What are the power series for $ zf'(z) $ and $ z^2f''(z) $? How can you combine these to get the series in the question? --Steve Bell
Does anybody know how to attack problem 10.2? Also for problem 8.1, I am thinking the power series should just be $ (z-zo)^{k} $Did anybody do it another way? --Adrian Delancy
^^^On 8.1, I think you just need to use what you already know about geometric series, as Taylor's Theorem isn't mentioned until a couple of sections after. I just wrote $ z^k = z^k * (1-z)/(1-z) $ , and used the fact that the geometric series (with coefficient 1, center 0) converges to $ 1/(1-z) $
--Dgoodin 10:46, 8 November 2009 (UTC)
for 10.2 compare $ \sum_{n=0}^\infty n^nz^{n} $ to $ \sum_{n=0}^\infty c^nz^{n} $ where $ c $ is a constant to establish the inequality in the RoC's. Then let $ c \rightarrow \infty $ to squeeze the RoC of the first power series to zero.--Rgilhamw 14:21, 8 November 2009 (UTC)

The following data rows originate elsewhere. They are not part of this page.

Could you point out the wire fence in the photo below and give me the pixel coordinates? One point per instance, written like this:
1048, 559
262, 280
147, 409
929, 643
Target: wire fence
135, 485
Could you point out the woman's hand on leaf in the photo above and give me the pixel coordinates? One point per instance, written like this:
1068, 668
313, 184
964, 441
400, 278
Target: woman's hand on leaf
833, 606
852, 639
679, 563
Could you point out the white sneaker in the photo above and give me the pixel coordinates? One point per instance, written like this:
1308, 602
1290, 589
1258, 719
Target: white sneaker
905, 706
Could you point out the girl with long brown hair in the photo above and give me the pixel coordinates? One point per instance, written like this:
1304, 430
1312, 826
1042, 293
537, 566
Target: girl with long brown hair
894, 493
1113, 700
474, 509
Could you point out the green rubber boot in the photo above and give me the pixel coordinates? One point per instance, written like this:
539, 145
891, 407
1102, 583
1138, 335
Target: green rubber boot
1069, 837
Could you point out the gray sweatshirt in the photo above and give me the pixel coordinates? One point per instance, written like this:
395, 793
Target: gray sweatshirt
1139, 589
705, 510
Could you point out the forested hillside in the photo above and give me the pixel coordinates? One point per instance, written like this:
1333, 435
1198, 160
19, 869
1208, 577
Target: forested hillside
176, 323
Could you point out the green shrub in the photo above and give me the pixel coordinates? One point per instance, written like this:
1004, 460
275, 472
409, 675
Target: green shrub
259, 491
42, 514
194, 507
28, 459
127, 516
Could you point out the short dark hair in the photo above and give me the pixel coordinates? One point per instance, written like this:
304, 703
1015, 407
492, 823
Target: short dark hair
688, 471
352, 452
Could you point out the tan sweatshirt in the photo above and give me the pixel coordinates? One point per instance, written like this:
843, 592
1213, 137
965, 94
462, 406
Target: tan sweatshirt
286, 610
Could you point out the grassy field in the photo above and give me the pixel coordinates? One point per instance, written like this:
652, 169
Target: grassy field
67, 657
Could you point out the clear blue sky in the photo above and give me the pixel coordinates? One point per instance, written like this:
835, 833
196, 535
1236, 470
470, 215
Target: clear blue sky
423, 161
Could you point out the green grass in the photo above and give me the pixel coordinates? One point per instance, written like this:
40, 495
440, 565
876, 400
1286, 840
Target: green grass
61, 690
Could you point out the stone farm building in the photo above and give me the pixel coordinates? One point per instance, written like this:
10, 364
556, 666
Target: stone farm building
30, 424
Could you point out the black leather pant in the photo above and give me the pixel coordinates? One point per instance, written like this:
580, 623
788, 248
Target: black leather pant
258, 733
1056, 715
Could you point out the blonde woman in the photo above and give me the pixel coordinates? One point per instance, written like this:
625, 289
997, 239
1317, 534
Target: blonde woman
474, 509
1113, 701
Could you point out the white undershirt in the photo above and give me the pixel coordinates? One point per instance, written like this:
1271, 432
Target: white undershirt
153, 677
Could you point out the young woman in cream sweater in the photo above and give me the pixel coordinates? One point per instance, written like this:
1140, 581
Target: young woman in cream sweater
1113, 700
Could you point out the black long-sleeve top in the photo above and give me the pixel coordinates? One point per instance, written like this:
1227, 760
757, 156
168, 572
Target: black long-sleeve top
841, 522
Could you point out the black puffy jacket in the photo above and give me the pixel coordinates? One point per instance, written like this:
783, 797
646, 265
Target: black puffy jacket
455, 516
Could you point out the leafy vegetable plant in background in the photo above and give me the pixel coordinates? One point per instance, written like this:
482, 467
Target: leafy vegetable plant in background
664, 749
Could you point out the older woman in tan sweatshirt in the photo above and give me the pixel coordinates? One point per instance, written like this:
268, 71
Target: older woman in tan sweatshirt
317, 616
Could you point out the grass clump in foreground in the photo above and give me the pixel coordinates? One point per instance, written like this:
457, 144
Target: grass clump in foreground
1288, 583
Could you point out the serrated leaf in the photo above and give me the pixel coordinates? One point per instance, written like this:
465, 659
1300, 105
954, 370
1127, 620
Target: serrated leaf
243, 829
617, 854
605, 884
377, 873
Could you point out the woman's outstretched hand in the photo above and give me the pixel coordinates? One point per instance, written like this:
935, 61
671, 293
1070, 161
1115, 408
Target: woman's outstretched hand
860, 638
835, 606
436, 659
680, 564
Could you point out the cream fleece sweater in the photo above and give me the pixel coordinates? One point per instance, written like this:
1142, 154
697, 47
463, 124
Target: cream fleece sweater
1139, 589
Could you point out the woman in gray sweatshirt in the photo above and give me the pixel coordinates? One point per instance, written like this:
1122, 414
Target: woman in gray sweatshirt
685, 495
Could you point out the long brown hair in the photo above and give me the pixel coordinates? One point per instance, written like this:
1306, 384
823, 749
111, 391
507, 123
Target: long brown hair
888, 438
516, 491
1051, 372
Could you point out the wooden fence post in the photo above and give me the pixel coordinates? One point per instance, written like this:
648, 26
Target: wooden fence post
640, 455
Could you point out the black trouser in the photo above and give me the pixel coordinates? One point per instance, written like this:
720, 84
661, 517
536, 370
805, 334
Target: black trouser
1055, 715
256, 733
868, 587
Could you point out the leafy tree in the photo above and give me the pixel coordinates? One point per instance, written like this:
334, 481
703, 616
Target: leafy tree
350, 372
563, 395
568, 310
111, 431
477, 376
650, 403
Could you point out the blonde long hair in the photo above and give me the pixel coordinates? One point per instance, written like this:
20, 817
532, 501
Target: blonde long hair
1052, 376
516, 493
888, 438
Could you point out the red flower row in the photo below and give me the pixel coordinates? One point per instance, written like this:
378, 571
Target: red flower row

did any one get this as the answer for 8.1?
$ \sum_{n=0}^\infty (1-z)(z-z0)^{2k} $
--Kfernan 15:41, 8 November 2009 (UTC)
Also for problem 10.2 instead of using the comparison test you can just use the Hadamard Theorem since your $ An=n^n $ Then $ \frac{1}{lim sup(An)^{1/n}} = \frac{1}{n} $ which equals zero as n tends to infinity --Kfernan 15:47, 8 November 2009 (UTC)
Hey if any one can give me a hint to get somewhere with the last 4 problems which are 16.2 16.3 17.1 and 18.1 that would be awesome. --Kfernan 16:37, 8 November 2009 (UTC)